Mais quelle noce ! mon Dieu, quelle noce !

CORNETTE, augmentant le volume de sa voix sur la fin du contrat.

« Avons prononcé publiquement que M. Joseph-Marcel Courbois et mademoiselle Clémentine-Amélie Pochet sont unis par le mariage. »

LE GÉNÉRAL.

Bravo !

LE MAIRE.

Chut ! (À Pochet.) Levez-vous. (Marcel, Pochet et Amélie se lèvent. Aux mariés.) Asseyez-vous ! (Tous trois s’asseyant. À Pochet.) Non, levez-vous !

AMÉLIE, MARCEL et POCHET, se levant.

Ah !

LE MAIRE, à Marcel et Amélie.

Asseyez-vous ! (Tous trois s’asseyent. À Pochet.) Mais non, levez-vous !

Tous trois se lèvent.
MARCEL.

Enfin, quoi, est-ce qu’on se lève ou est-ce qu’on s’assied ?

LE MAIRE, à Marcel.

Je parle à M. Pochet ! Asseyez-vous !

TOUS TROIS, s’asseyant.

Ah ! bon.

LE MAIRE, à Pochet.

Eh ben ? pourquoi vous asseyez-vous ?

POCHET.

Non, pardon ! Vous venez de dire : « Je parle à M. Pochet, asseyez-vous ! »

LE MAIRE.

Eh ben ! oui : « je parle à M. Pochet ; asseyez vous, vous, les mariés ; et vous, monsieur Pochet, restez debout. »

POCHET.

Ah ! bon !

MARCEL.

Eh ! ben ! on le dit.

LE MAIRE, à Pochet.

Monsieur Amédée Pochet !

POCHET.

C’est moi !

LE MAIRE, avec un soupir excédé.

Oui, oh ! je le sais ! Vous consentez au mariage de votre fille Clémentine-Amélie Pochet avec M. Joseph-Marcel Courbois ?

POCHET.

Avec joie.

LE MAIRE, lève les yeux au ciel, pousse un soupir, puis :

Ne dites pas, avec joie.

POCHET.

Je le dis comme je le pense.

LE MAIRE.

C’est possible, mais on ne vous demande pas vos impressions intimes. Dites « oui ou non » !

POCHET.

Absolument.

LE MAIRE.

Mais, pas « absolument » ! Est-ce oui ou est ce non ?

POCHET.

Mais oui, voyons ! puisqu’on est venu pour ça !

LE MAIRE, excédé.

Allons ! C’est bien ! je vais vous donner lecture…

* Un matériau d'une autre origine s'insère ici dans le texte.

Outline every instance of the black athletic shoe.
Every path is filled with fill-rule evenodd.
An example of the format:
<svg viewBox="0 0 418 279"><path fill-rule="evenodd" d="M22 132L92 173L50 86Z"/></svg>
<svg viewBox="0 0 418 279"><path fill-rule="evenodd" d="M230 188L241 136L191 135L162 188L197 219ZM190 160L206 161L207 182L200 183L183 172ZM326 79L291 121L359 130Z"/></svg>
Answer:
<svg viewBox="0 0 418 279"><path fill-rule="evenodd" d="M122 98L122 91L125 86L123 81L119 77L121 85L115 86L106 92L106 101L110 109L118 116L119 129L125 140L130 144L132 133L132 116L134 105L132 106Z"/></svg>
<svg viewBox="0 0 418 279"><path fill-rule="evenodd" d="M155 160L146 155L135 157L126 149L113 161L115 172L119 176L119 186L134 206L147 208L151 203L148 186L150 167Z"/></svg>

À ce moment paraissant au fond Adonis et la petite qui sont accueillis par un « Ah ! » général qui coupe la parole au maire.



Toutes ces répliques entre Amélie, Adonis, Pochet, Bibichon, le Général, doivent s’échanger sans s’occuper des répliques du maire qui les piquera comme il pourra. (*)
(*)
AMÉLIE, à Adonis qui, précédé de la petite, traverse entre le premier et le deuxième rang de chaises.

Eh bien ! ça y est ?…

ADONIS, tout en regagnant sa place.

Oui ! oh ! je la trouve mauvaise !

LE MAIRE, essayant de parler.

Je vais vous donner…

POCHET.

Elle aurait seulement dix ans de plus, il trouverait ça charmant.

LE MAIRE.

Je vais vous donner lecture…

BIBICHON, descendant un peu en scène et blagueur.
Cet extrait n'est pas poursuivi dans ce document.